On retrouve un peu à cet égard la forme de la tragédie dans le théâtre classique : sa forme même impose qu’un personnage meure dans la pièce, tout le monde le sait dès le départ, mais parallèlement, on ne saisit qu’à l’ultime fin les mobiles mystérieux et compliqués qui président à cette mort attendue.

Il en va de même ici et c’est cette attitude d’attente qui tire le lecteur à travers le roman. Cette construction, si elle facilite l’avancée dans le roman, le dessert par moments. Cette forme de voyage vers le passé manque de profondeur à mon goût. Le prétexte de la lettre de confession que Chapireau souhaite écrire à sa fille est très peu exploité et semble faire office de mise en scène facile pour permettre un retour en arrière filé sur la longueur intégrale du roman. La lecture consiste donc à survoler des faits et des anecdotes qui constituent la trame mémorielle de Chapireau et conduisent à la compréhension complète de ce secret qu’il porte. L’écriture est sur ce plan plutôt fade, l’emploi d’un imparfait très scolaire figeant l’action dans la série des événements et tuant le potentiel angoissant du roman. Certains événements sont parfois décousus ou tirés par les cheveux et l’homogénéité de l’oeuvre s’en ressent parfois. Comme si l’ensemble avait été insuffisamment calculé, laissant exister des poids morts dans la narration.

Chapireau en lui-même est relativement vraisemblable et psychologiquement crédible. Je ne me suis pourtant pas sentie en empathie avec lui une seule seconde. Probablement parce qu’il reste assez inaccessible malgré le fait que la narration se centre sur sa vision des événements. Quelque chose continue de m’échapper dans ce personnage.

Le personnage de Laura, sa compagne et co-figure centrale du roman, en revanche, est travaillé dans les détails, et ces indices laissés au détour des anecdotes finissent par définir les contours d’un personnage véritablement profond, inquiétant et versatile. La force du roman tient à ce portrait en clair-obscur d’un personnage qui ne se révèle que progressivement, à la façon d’un polaroïd qui ne laisse apparaitre ses vraies couleurs qu’après un temps d’attente incertain.

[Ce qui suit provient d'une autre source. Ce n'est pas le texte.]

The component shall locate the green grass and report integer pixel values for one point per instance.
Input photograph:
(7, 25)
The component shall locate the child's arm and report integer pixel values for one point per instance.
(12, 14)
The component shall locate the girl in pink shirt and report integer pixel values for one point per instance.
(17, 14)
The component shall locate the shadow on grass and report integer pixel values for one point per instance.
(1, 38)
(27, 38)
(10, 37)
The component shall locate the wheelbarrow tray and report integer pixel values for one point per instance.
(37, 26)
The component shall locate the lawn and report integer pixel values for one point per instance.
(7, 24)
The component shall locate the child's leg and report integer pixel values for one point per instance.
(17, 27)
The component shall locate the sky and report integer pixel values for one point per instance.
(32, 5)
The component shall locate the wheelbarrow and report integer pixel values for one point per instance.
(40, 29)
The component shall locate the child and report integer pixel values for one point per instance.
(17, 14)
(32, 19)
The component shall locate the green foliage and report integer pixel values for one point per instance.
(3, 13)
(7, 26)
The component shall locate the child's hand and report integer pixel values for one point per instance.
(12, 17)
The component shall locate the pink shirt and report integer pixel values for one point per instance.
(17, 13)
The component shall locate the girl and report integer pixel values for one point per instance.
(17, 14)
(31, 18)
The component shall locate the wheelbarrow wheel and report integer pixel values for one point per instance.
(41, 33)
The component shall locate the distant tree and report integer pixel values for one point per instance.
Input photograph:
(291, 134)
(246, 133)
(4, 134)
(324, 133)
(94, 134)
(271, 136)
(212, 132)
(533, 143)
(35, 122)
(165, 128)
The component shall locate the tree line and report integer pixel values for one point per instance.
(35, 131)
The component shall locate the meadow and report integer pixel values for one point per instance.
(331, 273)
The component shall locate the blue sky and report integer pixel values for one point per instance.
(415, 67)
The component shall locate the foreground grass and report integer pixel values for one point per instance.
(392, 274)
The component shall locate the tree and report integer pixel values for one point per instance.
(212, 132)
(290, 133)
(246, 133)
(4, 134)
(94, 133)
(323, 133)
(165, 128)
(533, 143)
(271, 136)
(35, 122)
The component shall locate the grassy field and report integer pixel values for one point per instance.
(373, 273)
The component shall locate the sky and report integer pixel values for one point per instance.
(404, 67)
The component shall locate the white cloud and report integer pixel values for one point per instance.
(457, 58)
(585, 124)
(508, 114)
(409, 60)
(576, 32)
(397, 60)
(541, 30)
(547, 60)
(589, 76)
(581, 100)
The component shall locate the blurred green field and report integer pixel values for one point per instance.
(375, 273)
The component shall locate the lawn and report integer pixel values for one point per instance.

La vraie subtilité de Fottorino est d’ailleurs probablement de nous laisser croire en une narration qui prétend replacer Alcide Chapireau au centre quand la forme même de l’action nous révèle qu’il n’est, un fois de plus, qu’un jouet entre les mains de Laura qui continue d’exercer sa tyrannie jusque dans ses souvenirs, le dépossédant de sa vie, encore et toujours.

Chevrotine fait partie de ces romans récents, dont la presse m’avait fait noter le titre sur un bout de papier, que j’ai eu l’opportunité d’acheter à un prix bien plus raisonnable que celui conseillé et dont la lecture m’a parue simple, rapide et agréable, sans pour autant laisser sur moi la marque d’une découverte fantastique.